Intel joined other tech industry leaders to found the Modern Computing Alliance in December 2020. The Alliance is an ambitious taskforce of industry partners, focused on addressing the needs of enterprise and commercial customers from the cloud to the PC.
Question: What is the purpose of the Modern Computing Alliance and why did Intel join as a founding member?
Chris Walker: Our purpose at Intel is to deliver world-changing technologies that enrich the lives of every person on earth. One way we achieve this is by partnering to advance PC technologies and deliver innovative experiences for our customers where we deliver unique value. Today, this work is more important than ever, as people and businesses increasingly look to their PCs to help them connect, collaborate, and contribute during the COVID-19 pandemic.
Intel, as the founding silicon partner joined with this group of hardware, OS and software leaders in our ecosystem to found the Modern Computing Alliance because we share a common vision for a better integration of hardware, software and platform solutions for our commercial customers. By working with partners like Google, Box, Citrix, Dell, Imprivata, Okta, RingCentral, Slack, VMWare, and Zoom, we know collectively that we can make an even bigger impact.
Specifically, the Alliance will define an open collaboration approach for both hardware and software – from the cloud to the PC – that will bring new industry-level innovation to the market at-scale through Google’s Chrome commercial ecosystem. With Intel’s breadth of expertise and product leadership across compute, AI, and connectivity, we have an essential role in contributing to the success of this partnership.
Question: What value will the Modern Computing Alliance bring to businesses?
Chris Walker: Business customers often face one central challenge: they rely on a complex and fragmented set of technologies across the enterprise. While each of these solutions provides incredible value by itself, together they can create friction and inefficiency at the company-wide level. The Modern Computing Alliance aims to solve this challenge.
Initially, the Alliance is focused on addressing key pain points around security, productivity, collaboration, performance, and compatibility. This will allow business customers to simplify and accelerate their adoption of commercial technologies across the Alliance partners, at scale, and get even more value from Intel’s leadership products.
Question: What are some examples of innovations coming from the Modern Computing Alliance?
Chris Walker: The Alliance is focused on the areas where industry leaders can leverage their technologies in complementary ways to deliver greater value for businesses. For example, we know for many customers they are spending more time on video calls using software like Zoom or Slack. As people add in background blurring, noise reduction, and content sharing it can tax the system. By enabling software providers to utilize various hardware accelerators in the platform we can enable better performance and battery life. Intel plans to work with the Alliance to identify these opportunities, pursue the most promising solutions, and optimize technologies for the needs of commercial clients.
In addition, as more employees work from home, away from the corporate networks, they still need access to all the same applications and data. Businesses are looking for ways to enable that while still being secure. With the Alliance, Intel plans to put together a secure framework, utilizing Multi-Factor Authentication, that gives IT the security they need, while giving employees the access and ease of use they require.
Of course, we are still in the preliminary stages of collaboration, so these are just some potential examples. But we expect to develop cutting-edge capabilities that draw on the best technologies in the commercial space to solve real-world problems, which is directly aligned with Intel’s vision for the future of the modern platform.
Question: How can the Modern Computing Alliance influence the future of computing?
Chris Walker: I believe the Alliance’s most immediate impact will be to reduce barriers between the cloud and edge devices.
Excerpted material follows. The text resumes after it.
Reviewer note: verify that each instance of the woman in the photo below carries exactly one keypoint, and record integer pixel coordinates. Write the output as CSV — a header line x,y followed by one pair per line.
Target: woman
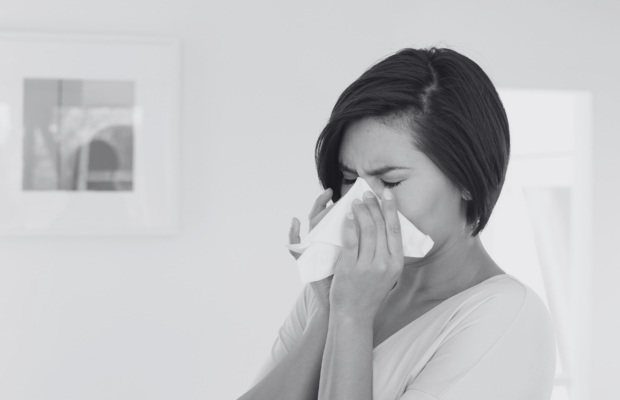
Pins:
x,y
426,129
Throughout the course of a workday, business users are increasingly using cloud applications like Zoom, Slack, Gmail, or Box, and they need these applications to all run seamlessly and simultaneously, without interrupting their productivity. This is the type of practical, yet essential improvement we’ll see from the Alliance and where our Intel Core processor performance adds tremendous advantages to the Chrome experience.
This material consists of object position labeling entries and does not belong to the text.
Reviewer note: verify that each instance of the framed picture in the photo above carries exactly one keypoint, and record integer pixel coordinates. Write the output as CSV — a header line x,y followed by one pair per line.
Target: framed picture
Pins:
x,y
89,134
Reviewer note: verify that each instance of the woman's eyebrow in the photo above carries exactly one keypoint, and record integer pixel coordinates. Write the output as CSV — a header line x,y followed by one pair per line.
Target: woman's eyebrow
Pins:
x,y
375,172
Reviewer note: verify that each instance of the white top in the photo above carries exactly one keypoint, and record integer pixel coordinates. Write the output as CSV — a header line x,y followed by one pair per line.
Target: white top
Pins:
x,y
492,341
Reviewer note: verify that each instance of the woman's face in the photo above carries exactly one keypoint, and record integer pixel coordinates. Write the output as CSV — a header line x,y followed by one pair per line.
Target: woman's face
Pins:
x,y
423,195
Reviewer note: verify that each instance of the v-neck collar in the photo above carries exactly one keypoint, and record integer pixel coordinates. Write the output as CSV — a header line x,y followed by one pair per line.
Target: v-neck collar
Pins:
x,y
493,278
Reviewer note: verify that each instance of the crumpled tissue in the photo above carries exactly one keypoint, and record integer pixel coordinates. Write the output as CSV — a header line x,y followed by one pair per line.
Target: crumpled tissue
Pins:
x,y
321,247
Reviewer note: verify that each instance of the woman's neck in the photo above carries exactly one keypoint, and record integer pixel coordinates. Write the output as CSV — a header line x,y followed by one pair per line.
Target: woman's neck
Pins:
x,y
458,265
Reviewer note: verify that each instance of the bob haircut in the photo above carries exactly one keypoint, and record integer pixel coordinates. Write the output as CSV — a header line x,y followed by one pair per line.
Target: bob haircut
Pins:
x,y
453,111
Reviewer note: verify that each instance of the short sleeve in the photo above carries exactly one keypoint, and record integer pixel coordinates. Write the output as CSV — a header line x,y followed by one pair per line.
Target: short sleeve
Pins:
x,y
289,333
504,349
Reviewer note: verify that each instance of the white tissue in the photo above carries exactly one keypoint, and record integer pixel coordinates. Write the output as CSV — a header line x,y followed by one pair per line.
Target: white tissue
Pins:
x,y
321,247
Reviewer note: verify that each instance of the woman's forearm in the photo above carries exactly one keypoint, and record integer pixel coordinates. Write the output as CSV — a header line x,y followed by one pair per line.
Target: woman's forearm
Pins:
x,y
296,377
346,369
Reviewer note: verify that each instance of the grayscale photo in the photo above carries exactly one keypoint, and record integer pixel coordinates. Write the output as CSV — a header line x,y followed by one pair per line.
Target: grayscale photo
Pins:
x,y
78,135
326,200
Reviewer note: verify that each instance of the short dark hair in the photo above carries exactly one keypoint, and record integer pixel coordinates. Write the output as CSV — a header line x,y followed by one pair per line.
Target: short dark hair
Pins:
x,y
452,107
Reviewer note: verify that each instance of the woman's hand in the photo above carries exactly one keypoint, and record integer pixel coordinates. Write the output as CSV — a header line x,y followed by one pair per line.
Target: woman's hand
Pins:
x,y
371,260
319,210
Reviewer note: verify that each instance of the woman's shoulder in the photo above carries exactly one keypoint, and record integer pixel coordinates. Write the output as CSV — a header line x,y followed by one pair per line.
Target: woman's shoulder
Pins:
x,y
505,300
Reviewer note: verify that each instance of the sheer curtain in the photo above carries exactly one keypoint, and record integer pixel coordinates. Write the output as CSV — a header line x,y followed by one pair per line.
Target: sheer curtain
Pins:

These kinds of opportunities will expand over time, and the Alliance can bring a holistic point of view that incorporates both hardware and software to help create important vertically-integrated innovations for commercial customers and their workers.
Question: When can we expect to see changes from the Modern Computing Alliance implemented?
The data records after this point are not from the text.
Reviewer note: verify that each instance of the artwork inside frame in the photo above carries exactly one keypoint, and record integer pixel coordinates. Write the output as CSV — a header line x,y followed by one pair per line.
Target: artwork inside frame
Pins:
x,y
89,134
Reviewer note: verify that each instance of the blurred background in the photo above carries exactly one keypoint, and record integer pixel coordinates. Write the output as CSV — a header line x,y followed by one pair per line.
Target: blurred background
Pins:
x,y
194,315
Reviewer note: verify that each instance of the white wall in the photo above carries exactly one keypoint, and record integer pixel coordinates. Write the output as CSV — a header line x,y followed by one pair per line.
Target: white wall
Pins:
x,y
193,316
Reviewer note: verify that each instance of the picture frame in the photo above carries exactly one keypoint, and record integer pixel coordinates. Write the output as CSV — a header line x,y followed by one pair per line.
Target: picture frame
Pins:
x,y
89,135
Chris Walker: The members of the Alliance are currently laying the groundwork to deliver innovations starting next year. Through recurring meetings and a number of working groups, we are defining guiding principles for the ecosystem, discussing interoperability, and identifying customer priorities and wins.
These foundational efforts will enable the Alliance to begin launching new innovations and products later in 2021. From there, we expect to build on our knowledge and momentum to continuously raise the bar for what businesses can expect in the Chrome commercial ecosystem.